Cuma ve Cumartesi günleri kitaplar dolusu bilgi doldurdum dağarcığıma ve çantama. Pazar günü ise sempozyuma da davetli olan Marmara Çevre Platformu (MARÇEP) toplantısı vardı. Burada da Türkiye Çevre Platformu kurulduğu haberi bizi sevindirdi. Artık çevre dostlarının da ülke çapında bir örgütlenmesi olmuş oldu.
MARÇEP ilimizde Edirne Çevre Gönüllüleri Derneği tarafından temsil ediliyor. Keşan ve Uzunköprü’de de bileşenin içinde olan dernekler var. Marmara Bölgesi illerinden toplam 22 katılımcı kuruluş var.
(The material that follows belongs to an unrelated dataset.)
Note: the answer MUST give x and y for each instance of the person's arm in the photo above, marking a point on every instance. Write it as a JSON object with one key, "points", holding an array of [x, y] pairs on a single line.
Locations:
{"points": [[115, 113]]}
Dolu dolu geçen üç günü, “Bilgi Panayırı”nı kaçırdıysanız büyük bir eksiklik, ancak haberli olup da katılmadıysanız ve hele de mazeretiniz yok ise o zaman sizin adınıza üzüldüğümü söylemek zorundayım.
Ziya GÖKERKÜÇÜK (gokerkucuk@tnn.net)
Not:Bu yazı 20.10.2005 Perşembe günü Edirne HUDUT gazetesi “SOLDUYU” köşesinde yayınlanmıştır.